Many RVs have two or even three air conditioning units that work hard to maintain a cool and comfortable temperature inside of the RV. Just like anything mechanical our air conditioners need some maintenance in order to work efficiently and help us avoid costly repairs. If you have not looked at your air conditioners now would be a good time to do so. When you look at your ceiling you should see filters on the ceiling that filter the return air. Most of these filters are easily accessible by the RV owner and can easily be washed in the sink to remove dirt. Just make sure they are dry before reinstalling them into the return vents. This is also a good time to take a close look at the unit on the roof of the RV.

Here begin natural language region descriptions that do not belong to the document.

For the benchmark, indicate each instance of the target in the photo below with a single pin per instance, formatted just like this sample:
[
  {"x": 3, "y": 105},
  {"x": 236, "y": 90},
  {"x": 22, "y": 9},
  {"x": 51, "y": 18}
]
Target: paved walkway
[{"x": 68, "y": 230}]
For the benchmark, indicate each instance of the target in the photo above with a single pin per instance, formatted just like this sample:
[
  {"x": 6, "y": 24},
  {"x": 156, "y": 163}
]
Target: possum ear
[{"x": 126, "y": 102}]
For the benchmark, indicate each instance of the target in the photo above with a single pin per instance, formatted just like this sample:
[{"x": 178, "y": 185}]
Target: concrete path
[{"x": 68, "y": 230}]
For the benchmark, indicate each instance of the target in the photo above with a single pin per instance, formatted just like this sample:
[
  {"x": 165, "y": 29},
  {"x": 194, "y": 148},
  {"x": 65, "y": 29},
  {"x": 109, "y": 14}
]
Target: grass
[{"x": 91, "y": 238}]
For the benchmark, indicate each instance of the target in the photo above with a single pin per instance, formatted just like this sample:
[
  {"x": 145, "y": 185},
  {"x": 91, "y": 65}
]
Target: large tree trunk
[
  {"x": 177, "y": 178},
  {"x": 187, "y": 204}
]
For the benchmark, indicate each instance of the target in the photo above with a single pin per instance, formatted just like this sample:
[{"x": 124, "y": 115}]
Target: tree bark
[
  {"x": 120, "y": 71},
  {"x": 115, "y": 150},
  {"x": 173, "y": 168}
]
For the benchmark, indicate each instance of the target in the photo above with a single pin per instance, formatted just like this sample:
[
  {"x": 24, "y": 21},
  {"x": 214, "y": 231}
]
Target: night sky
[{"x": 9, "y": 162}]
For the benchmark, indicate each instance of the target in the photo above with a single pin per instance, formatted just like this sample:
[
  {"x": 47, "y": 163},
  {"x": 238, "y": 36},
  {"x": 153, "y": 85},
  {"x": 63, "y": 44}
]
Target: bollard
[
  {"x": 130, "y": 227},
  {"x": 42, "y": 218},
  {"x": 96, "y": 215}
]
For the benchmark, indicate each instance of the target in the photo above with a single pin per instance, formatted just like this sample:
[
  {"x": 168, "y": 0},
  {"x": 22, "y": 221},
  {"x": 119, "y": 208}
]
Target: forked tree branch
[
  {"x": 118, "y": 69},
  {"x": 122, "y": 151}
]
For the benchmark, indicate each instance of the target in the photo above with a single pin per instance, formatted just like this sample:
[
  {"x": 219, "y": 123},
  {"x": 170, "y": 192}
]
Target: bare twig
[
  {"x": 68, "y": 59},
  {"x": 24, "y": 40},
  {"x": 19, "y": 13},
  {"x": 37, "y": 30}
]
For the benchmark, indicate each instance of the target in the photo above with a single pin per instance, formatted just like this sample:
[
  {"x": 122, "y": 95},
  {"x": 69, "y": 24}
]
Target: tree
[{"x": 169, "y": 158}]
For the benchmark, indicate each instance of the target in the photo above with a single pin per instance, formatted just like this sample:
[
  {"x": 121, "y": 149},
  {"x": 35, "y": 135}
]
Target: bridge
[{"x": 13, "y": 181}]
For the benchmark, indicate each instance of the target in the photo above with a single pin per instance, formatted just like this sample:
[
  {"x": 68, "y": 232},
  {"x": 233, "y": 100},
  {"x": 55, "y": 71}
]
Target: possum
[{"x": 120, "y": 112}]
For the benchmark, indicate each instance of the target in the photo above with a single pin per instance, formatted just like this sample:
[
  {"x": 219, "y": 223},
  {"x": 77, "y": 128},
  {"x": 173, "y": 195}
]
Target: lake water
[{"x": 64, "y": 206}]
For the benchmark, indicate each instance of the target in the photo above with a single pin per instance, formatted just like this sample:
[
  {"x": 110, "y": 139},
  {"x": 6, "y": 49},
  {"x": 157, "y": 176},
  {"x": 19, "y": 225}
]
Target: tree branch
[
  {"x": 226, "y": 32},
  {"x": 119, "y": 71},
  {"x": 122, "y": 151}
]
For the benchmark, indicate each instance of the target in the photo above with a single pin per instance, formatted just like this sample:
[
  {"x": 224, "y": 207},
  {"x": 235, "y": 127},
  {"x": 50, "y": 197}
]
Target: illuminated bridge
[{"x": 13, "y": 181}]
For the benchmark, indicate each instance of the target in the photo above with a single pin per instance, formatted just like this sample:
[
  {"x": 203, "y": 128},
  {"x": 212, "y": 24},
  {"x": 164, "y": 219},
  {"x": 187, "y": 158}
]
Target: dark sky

If you are not confident in doing this or getting on top of your RV then consider hiring a mobile tech to come and look at your air conditioning units. It is common for the air conditioner coils to get clogged with dirt that does not get trapped by the filters inside of the RV. One the coils get clogged your air conditioner has to work harder to cool the air, and does not do so as efficiently as clean coils. In addition to cleaning the coils we want to examine the fins on the coils for bent or damaged fins. Bent or damaged fins can also cause the air conditioner to not work as efficiently.
Cleaning your air conditioner coils can be done by using a coil cleaner product from one of the big box home improvement stores. Just follow the directions on the canister and disconnect the electricity from your unit before working on the air conditioner. When using water to flush the cleaner and dirt from the coils only use a small amount of water at low pressure so you don’t cause damage to the fins or flood your RV.